|Christopher Peak File Photo, with permission from the New Haven Independent.|
The following comes from Gabriela Soriano, a student at Hill Regional Career High School. In the past two weeks, Soriano has been one of several students across New Haven's public school system to speak out and organize against the reassignment of 53 teachers in the district. She is also one of the writers of a similar ask to the Board of Education published earlier this week in the New Haven Independent.
My civics teacher, Mr. Osborne, once taught me that we all have the liberty to exercise our First Amendment rights and to speak about issues regarding our concern for our schools. It is both ironic and fitting that I am now exercising those very rights to defend Mr. Osborne, our school community, and the education of future students.
Within the last week, the administration at Career High School and City Hall have targeted several teachers to be forcibly transferred. This is part of a larger and troubling trend in which City Hall is purging the city of some its best teachers.
The question is: why?
We have all received unclear and uncertain responses from the school about this. According to Career High School administrators, the reason for this decision is due to the low enrollment in their classes. Giving an example, they noted one class where there were allegedly only six students enrolled.

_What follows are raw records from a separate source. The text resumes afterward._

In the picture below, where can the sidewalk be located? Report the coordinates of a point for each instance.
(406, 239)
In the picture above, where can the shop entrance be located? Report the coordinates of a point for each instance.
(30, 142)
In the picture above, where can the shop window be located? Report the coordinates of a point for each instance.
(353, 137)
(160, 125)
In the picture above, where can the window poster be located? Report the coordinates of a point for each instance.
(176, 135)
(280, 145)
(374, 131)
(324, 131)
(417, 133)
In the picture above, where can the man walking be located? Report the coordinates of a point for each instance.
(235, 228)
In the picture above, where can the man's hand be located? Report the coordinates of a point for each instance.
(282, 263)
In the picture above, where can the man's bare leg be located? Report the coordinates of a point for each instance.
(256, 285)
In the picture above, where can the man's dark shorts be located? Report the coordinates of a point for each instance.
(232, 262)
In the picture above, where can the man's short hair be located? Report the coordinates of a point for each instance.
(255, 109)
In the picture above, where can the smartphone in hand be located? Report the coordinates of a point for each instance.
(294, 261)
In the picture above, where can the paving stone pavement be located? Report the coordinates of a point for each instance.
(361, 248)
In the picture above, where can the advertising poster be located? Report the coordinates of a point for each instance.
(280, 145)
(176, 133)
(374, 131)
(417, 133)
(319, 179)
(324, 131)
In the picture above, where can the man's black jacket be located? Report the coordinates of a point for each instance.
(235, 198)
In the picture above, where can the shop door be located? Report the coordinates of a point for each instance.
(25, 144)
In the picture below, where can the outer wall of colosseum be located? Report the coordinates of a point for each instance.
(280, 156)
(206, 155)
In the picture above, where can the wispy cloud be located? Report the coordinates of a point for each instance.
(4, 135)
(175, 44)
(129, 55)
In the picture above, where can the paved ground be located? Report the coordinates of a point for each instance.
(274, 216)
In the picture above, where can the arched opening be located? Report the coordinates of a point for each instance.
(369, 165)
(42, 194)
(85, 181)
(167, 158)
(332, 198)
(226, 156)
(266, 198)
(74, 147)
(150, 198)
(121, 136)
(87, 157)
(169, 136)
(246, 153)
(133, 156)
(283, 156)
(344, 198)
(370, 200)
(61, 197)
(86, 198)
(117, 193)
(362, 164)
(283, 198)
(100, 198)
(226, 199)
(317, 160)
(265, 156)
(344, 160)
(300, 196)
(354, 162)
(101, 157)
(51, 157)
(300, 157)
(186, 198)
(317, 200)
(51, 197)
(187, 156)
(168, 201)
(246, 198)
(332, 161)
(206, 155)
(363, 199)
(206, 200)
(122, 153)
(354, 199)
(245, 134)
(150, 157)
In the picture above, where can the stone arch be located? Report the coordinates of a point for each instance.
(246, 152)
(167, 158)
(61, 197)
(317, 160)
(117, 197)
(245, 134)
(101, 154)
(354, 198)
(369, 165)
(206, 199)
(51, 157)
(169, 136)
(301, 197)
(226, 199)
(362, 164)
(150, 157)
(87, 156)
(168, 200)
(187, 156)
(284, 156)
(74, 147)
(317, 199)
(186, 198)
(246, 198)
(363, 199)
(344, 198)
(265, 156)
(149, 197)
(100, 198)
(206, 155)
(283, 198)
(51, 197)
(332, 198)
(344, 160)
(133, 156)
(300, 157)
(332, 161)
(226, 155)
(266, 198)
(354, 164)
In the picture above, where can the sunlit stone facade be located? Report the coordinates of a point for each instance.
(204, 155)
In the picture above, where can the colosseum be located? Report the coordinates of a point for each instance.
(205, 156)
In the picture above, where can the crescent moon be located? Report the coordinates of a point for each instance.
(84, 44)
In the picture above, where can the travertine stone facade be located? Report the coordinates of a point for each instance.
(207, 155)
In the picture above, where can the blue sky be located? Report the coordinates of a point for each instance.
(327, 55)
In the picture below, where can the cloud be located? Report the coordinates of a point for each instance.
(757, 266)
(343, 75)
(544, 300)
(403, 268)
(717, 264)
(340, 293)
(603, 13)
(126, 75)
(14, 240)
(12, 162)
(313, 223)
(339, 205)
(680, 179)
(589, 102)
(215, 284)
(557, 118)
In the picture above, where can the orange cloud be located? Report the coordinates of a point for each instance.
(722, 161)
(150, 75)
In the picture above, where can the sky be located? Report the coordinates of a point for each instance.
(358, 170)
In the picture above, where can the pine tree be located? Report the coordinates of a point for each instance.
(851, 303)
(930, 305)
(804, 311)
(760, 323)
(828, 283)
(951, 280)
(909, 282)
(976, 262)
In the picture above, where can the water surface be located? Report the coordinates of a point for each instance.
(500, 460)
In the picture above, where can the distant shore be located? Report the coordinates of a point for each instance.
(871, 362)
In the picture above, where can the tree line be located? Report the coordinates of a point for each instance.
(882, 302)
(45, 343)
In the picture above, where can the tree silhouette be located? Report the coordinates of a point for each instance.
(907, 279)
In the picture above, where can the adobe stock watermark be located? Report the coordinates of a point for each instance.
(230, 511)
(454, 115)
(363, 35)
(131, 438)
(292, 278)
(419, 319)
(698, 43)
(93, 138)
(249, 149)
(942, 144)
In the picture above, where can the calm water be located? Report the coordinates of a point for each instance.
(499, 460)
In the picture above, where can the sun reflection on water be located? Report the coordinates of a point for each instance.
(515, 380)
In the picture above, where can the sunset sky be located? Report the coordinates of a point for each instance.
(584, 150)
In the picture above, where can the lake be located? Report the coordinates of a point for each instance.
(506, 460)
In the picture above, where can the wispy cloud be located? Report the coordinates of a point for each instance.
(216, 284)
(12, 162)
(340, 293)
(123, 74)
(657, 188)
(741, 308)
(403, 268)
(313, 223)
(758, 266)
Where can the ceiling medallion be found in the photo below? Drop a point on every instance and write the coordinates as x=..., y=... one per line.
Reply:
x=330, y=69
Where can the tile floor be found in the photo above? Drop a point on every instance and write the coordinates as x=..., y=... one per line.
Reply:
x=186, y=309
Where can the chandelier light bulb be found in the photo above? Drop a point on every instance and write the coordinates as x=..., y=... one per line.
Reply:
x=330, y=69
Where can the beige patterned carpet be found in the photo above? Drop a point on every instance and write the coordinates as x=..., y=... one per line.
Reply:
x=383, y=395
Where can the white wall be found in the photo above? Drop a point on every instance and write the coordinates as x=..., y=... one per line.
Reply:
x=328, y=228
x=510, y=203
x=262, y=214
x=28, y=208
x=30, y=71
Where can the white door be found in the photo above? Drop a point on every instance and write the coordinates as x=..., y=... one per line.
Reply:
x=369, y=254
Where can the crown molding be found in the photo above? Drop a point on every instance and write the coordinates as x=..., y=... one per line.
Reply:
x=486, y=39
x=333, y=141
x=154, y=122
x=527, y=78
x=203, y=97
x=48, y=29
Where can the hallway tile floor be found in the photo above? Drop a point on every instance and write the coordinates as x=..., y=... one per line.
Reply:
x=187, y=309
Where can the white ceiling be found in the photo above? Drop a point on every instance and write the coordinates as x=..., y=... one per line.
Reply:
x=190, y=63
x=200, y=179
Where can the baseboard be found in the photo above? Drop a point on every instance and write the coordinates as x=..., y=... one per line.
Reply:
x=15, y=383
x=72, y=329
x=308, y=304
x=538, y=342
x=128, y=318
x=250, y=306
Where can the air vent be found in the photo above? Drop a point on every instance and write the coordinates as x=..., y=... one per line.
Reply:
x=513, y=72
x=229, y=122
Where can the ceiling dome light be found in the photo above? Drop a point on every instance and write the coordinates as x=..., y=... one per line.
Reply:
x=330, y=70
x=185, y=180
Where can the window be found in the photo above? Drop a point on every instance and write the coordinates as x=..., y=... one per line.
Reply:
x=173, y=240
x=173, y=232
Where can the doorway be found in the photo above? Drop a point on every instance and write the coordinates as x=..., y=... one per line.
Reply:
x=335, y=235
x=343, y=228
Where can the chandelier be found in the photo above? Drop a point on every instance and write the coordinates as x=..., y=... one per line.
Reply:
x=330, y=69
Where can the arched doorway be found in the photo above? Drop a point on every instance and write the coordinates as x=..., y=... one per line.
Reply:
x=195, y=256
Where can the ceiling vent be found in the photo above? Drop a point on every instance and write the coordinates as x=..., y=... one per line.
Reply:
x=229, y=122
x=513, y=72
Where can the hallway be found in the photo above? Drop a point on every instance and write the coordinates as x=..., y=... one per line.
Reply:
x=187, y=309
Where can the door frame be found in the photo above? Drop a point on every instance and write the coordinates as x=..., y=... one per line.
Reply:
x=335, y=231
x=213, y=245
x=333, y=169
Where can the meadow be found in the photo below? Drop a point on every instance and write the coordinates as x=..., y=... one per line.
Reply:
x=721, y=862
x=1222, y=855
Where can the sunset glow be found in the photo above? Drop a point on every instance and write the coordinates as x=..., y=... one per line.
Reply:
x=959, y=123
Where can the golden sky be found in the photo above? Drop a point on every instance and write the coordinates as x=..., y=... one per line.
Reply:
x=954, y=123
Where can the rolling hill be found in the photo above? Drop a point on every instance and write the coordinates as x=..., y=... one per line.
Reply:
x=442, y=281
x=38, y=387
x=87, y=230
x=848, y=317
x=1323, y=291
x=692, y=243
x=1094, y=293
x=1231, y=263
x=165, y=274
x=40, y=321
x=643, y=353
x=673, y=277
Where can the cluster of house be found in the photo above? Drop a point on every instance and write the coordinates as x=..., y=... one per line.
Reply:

The numbers I've seen tell a different story. The lowest number of students that Mr. Osborne has taught in a single class this year was 12 students in the first semester and 17 in the second semester. The lowest class size for Mr. Brennan this year was 16 students for both semesters.
What’s more, both teachers have also taught multiple classes in which students are enrolled to the maximum capacity. In total, Mr. Osborne has taught 178 students and Mr. Brennan has taught 189 students for the 2018-2019 school year.
These are the facts—plain and simple—so let them be known
On May 31 of this year, New Haven Public Schools (NHPS) Chief Operating Officer Michael Pinto sent out a letter to all of the NHPS teachers. In his letter, Pinto included this question that the district had asked all principals:
“Based on the staffing model what staff could you reduce without impacting the instructional program or affecting the social emotional learning for students.”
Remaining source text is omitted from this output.